The letter was signed by Cardinal Bernard Law, Archbishop of Boston and Chairman of the Committee for Pro-Life Activities, Dr. Richard D. Land of the Southern Baptist Convention, and Dr. Don Argue of the National Association of Evangelicals, who together represent ninety-five million Christians in the United States. It was sent to Mr. Norio Ohga, Chairman of the Board and Chief Executive Officer of the Sony Corporation, Tokyo, which is the parent company of Sony Music Entertainment, New York.
The letter noted that a number of Catholic organizations had expressed their concerns to Sony Music Entertainment in early January but had received a dismissive letter in reply. "We strongly hope that you are more sensitive to the offensive nature of Sony's actions and will assist us," the church leaders told Mr.
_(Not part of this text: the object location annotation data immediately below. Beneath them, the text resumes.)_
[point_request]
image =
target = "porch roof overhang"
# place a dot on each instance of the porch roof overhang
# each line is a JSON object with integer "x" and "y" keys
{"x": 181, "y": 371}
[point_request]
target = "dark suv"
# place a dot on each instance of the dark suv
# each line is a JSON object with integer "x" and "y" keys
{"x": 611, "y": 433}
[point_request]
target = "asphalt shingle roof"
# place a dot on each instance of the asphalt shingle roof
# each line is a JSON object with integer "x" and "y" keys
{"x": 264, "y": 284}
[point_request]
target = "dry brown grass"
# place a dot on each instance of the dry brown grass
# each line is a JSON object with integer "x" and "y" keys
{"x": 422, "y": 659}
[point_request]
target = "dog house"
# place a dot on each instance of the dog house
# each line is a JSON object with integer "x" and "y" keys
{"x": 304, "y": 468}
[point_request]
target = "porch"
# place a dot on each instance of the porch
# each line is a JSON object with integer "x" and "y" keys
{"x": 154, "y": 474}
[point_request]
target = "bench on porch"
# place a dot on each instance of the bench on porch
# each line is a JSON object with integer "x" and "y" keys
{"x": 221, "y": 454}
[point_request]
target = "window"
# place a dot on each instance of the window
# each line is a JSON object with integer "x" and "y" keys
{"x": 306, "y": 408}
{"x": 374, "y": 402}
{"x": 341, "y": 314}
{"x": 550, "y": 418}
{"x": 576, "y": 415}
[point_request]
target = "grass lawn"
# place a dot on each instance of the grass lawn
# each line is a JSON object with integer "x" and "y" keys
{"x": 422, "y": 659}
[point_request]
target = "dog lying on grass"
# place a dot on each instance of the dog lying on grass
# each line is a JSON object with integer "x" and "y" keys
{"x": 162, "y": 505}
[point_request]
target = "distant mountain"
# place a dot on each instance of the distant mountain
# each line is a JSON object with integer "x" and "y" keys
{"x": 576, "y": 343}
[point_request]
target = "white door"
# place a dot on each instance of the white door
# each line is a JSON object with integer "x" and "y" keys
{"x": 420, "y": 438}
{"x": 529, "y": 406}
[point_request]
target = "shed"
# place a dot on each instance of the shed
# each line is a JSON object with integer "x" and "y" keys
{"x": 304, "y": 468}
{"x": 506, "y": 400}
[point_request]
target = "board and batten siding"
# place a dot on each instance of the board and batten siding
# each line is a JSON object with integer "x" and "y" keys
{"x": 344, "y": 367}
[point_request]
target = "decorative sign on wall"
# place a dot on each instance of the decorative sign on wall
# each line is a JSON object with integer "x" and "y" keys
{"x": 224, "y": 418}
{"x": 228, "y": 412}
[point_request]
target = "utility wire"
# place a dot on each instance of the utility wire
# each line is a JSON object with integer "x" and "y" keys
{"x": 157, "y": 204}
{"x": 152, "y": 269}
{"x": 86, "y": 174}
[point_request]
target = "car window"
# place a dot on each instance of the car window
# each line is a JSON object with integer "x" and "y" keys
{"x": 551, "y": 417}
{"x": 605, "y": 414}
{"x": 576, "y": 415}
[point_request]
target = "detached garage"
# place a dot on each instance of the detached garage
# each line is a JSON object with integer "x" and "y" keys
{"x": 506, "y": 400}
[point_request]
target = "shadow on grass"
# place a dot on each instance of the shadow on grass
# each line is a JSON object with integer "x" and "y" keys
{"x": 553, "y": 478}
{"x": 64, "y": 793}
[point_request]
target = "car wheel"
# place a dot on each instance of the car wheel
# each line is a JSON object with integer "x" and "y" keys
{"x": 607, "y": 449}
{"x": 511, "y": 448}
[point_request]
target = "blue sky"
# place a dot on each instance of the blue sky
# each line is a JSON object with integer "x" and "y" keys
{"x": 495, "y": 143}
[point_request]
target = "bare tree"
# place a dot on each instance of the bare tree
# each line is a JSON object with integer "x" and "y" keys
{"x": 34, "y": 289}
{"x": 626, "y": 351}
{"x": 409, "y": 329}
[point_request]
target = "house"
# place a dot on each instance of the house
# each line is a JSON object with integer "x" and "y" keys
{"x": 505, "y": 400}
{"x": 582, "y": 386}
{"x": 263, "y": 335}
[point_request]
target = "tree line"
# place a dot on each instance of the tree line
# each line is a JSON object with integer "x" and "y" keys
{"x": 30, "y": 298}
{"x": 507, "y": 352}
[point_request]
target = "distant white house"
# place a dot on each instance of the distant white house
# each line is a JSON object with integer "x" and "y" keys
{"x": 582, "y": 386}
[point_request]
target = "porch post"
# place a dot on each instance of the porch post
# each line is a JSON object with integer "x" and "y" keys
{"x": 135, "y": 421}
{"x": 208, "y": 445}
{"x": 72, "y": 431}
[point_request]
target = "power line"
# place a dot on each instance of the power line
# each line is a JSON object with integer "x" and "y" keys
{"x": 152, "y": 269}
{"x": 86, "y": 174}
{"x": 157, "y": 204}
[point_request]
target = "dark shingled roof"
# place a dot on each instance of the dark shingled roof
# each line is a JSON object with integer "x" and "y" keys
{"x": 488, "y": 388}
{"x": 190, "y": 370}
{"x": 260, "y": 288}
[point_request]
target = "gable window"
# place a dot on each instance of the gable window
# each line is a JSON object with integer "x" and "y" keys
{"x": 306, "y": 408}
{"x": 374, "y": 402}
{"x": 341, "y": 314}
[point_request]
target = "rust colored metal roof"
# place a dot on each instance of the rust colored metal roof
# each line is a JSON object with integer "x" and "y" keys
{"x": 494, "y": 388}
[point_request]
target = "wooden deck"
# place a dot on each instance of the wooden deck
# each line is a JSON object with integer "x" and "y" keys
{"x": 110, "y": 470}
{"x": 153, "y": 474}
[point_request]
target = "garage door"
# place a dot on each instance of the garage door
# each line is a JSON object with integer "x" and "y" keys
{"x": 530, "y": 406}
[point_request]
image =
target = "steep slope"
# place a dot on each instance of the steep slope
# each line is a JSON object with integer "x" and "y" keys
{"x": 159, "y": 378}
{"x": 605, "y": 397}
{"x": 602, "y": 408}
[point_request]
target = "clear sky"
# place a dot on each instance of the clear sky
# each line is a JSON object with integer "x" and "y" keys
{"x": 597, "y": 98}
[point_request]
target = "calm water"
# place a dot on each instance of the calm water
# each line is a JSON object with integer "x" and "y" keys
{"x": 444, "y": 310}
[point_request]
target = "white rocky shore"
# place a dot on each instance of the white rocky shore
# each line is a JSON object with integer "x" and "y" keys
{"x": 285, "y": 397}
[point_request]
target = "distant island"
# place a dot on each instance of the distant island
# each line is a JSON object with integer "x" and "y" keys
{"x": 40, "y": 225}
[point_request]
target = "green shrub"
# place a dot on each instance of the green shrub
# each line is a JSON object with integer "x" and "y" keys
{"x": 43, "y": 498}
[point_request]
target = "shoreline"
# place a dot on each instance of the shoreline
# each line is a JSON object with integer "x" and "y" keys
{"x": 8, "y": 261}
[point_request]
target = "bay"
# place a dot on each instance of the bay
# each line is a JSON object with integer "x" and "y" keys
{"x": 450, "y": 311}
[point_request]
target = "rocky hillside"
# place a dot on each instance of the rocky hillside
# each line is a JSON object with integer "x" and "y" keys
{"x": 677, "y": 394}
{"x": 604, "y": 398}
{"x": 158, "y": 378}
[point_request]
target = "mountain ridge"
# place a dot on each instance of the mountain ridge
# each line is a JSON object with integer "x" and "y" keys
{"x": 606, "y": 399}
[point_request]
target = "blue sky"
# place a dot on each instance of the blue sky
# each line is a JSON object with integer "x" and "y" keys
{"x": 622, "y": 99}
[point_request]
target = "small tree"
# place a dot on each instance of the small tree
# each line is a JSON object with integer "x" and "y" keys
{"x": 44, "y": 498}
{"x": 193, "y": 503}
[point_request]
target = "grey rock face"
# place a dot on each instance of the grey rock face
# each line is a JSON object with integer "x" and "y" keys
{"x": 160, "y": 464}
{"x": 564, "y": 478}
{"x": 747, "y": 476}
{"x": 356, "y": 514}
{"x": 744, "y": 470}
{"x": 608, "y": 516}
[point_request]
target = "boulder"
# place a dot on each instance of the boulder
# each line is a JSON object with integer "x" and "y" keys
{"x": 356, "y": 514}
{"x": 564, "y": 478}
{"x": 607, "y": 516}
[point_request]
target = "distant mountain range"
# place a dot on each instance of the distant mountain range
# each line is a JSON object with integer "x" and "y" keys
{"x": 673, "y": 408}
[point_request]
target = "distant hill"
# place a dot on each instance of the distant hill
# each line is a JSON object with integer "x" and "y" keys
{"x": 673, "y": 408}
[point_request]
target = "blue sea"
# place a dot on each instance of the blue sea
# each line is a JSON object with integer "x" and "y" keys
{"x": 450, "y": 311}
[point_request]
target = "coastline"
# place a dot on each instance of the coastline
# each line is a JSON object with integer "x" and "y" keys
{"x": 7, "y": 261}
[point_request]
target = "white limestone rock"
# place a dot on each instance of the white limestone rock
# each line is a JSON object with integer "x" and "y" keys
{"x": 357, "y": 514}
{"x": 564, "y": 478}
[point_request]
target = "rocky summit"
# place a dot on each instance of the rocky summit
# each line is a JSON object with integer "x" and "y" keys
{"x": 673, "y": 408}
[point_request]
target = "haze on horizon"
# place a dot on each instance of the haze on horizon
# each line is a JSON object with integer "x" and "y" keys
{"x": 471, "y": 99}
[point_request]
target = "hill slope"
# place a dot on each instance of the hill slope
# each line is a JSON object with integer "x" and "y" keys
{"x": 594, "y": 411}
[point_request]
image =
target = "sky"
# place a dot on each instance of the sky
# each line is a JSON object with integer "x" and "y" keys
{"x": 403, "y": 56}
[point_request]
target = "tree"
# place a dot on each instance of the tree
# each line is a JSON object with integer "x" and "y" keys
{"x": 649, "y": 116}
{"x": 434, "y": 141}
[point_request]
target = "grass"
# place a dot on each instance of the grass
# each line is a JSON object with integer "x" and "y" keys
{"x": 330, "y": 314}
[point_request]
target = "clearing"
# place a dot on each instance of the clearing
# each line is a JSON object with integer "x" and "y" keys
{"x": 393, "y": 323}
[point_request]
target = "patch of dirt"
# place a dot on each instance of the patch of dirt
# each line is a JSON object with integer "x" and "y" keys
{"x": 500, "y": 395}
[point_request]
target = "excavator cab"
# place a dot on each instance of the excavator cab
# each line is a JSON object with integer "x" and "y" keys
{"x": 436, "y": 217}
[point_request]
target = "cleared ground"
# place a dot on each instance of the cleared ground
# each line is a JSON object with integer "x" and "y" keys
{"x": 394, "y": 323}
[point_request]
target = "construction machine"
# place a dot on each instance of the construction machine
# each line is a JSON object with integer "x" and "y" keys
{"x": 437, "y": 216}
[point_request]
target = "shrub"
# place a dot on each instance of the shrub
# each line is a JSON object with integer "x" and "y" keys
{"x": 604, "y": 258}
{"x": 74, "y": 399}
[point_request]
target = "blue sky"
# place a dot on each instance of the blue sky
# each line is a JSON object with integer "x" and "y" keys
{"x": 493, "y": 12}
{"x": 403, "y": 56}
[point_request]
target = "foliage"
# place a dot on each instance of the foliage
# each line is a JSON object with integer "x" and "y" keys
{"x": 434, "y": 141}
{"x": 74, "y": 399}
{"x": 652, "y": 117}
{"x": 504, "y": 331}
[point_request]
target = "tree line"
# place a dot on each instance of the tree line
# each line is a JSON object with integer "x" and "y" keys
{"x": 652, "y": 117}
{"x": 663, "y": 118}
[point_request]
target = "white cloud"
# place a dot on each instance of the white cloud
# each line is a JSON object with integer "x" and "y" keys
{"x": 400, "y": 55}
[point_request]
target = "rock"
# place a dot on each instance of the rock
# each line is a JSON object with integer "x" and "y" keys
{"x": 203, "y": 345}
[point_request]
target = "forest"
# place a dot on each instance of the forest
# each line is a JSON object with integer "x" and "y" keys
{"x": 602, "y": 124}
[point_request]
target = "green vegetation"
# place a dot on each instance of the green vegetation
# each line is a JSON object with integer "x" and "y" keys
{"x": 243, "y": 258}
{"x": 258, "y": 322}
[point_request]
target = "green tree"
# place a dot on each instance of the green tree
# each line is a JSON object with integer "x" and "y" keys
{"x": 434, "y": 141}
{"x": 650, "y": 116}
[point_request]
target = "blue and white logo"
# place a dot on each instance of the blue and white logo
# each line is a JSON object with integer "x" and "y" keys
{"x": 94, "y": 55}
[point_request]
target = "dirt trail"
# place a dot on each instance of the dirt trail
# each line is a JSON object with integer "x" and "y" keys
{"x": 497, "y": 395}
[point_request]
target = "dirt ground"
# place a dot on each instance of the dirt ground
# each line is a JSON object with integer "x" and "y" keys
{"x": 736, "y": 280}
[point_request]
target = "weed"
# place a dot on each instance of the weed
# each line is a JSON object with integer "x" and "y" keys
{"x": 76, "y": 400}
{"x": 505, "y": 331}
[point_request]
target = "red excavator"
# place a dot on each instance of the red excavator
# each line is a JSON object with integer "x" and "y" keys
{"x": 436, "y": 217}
Ohga.
They said that a January 23 letter from Sony Music Entertainment's Senior Vice President for Communications, Patricia Kiel, had only added to the offense and "was insensitive to the genuine concerns of millions of Americans."
In her letter, Ms. Kiel defended Sony's release of the album and argued that advocacy for the availability of abortion, or "reproductive rights," is not abortion advocacy.
"Ms. Kiel may demur that Sony does not support abortion over other choices a woman may make regarding her pregnancy," the church leaders said. "But she simply cannot deny that the proceeds from this 'Christmas album' support the wider availability only of abortion. She also cannot deny that Sony has put itself squarely in the center of this controversy," they said.
"We have no reason to deny Ms. Kiel's statement that Sony Music did not 'intend' to mock or attack Christianity or Christmas. But Sony has. And she is simply wrong to state that the project should not be interpreted this way. For millions of Americans, there is no other way to interpret an album exploiting a Christian holy day to support what they abhor!"
"We understand that companies and individuals often have differing views about abortion," the letter continued. "And we do not oppose artists' rights to make music. But a corporate decision to take sides on abortion in a way that deeply offends millions of Americans is a different matter," the three church leaders said.
The letter to Mr. Ohga included extensive documentation and thanked the Sony chairman for "seriously considering our request for assistance."
Other organizations which wrote letters of complaint to Sony Music Entertainment in January included the Knights of Columbus and the Catholic League for Religious and Civil Rights.
A copy of Ms. Kiel's January letter to Cardinal Law is available upon request.